Последние слова я поняла не сразу. Только немного погодя мне стало ясно, что этот человек принимает меня за… кокотку, за одну из тех женщин, которые вечером толпами кружат около казино, чтобы обобрать счастливого игрока или пьяного. В конце концов, мог ли он думать иначе? Только теперь, когда я это вам рассказываю, я чувствую всю невероятность и фантастичность моего положения – мог ли он думать иначе? Ведь по тому, как я стащила его со скамьи и повела за собой, он действительно не мог меня принять за даму из общества. Но обо всем этом я догадалась не сразу; я только позже, может быть даже слишком поздно, начала понимать то ужасное, ложное положение, в котором я очутилась. Иначе я никогда бы не произнесла тех слов, которые могли только укрепить его в этом заблуждении. Я сказала: «Тогда надо взять комнату в отеле. Здесь вы не должны оставаться, вы должны куда-нибудь пойти».
Но теперь я уже заметила ошибку, потому что он даже не повернулся ко мне и сказал с какой-то насмешкой в голосе: «Нет, мне не нужна больше комната, мне ничего больше не надо. Не трудись напрасно, из меня ты ничего не вытянешь. Ты не к тому обратилась, у меня нет денег».

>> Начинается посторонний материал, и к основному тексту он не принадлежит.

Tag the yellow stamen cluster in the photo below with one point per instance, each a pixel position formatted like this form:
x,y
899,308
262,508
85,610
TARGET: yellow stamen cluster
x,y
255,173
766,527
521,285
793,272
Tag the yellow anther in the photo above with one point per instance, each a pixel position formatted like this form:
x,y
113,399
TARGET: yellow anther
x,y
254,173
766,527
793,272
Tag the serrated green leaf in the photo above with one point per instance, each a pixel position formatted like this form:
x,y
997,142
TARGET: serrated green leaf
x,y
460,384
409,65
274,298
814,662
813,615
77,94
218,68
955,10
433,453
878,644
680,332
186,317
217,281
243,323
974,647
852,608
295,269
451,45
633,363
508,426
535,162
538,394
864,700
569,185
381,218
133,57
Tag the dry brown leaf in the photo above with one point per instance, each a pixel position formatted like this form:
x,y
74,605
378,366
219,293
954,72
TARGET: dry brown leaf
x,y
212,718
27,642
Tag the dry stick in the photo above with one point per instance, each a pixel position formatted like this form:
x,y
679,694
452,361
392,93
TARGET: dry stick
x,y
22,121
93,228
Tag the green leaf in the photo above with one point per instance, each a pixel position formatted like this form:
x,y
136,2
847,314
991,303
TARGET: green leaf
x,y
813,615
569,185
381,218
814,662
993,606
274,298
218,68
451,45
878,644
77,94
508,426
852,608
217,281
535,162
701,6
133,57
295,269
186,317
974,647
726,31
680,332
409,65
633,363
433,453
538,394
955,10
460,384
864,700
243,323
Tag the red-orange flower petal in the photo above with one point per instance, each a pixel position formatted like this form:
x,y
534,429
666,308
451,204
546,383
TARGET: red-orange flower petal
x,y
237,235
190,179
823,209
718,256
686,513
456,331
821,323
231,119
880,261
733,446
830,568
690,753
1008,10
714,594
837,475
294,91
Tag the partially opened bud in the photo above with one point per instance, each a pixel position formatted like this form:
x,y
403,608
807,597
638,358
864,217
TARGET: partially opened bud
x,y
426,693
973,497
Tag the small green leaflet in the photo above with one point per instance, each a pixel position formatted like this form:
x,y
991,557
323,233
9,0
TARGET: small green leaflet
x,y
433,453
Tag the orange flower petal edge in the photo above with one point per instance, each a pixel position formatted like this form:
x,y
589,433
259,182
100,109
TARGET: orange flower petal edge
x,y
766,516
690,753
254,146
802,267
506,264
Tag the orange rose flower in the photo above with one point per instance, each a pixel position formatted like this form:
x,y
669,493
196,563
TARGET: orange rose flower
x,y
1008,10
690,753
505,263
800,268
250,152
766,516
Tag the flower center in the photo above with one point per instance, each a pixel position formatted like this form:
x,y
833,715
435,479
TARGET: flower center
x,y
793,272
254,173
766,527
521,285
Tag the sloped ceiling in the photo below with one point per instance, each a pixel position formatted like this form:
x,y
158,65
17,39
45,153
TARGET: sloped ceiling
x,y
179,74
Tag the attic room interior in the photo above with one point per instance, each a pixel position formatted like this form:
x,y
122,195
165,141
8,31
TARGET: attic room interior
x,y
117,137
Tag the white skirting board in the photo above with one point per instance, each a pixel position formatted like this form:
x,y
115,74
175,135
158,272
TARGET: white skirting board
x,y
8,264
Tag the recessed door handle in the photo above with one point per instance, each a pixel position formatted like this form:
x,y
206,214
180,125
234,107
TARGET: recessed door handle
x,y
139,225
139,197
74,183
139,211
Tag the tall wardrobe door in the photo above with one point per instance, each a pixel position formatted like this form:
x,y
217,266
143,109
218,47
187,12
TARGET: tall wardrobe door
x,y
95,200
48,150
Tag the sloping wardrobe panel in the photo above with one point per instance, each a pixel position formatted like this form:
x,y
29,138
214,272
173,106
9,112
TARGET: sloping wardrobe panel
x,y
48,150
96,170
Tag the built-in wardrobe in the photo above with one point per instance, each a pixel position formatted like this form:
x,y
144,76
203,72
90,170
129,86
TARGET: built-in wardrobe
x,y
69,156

Это было так страшно сказано, с таким потрясающим безразличием! И то, как он стоял, вяло прислонясь к стене, этот промокший, вконец измотавшийся человек, так взволновало меня, что я даже не подумала обидеться. Я снова почувствовала то, что ощутила в первое мгновение, когда он побрел из казино, и то, что я ощущала в продолжение всего этого невероятного часа: что здесь человек, молодой, живой, дышащий человек стоит вплотную к смерти и что я должна спасти его. Я подошла к нему ближе: «Не беспокойтесь о деньгах и едемте. Вы не должны здесь оставаться. Я дам вам приют. Пусть это вас не беспокоит, и идите сейчас».
Он повернул ко мне голову, и, в то время как вокруг барабанил дождь и водосточные трубы струили к нашим ногам хлюпающую воду, я почувствовала, что он в первый раз старается в темноте разглядеть мое лицо. Его тело будто медленно начинало выходить из своей летаргии.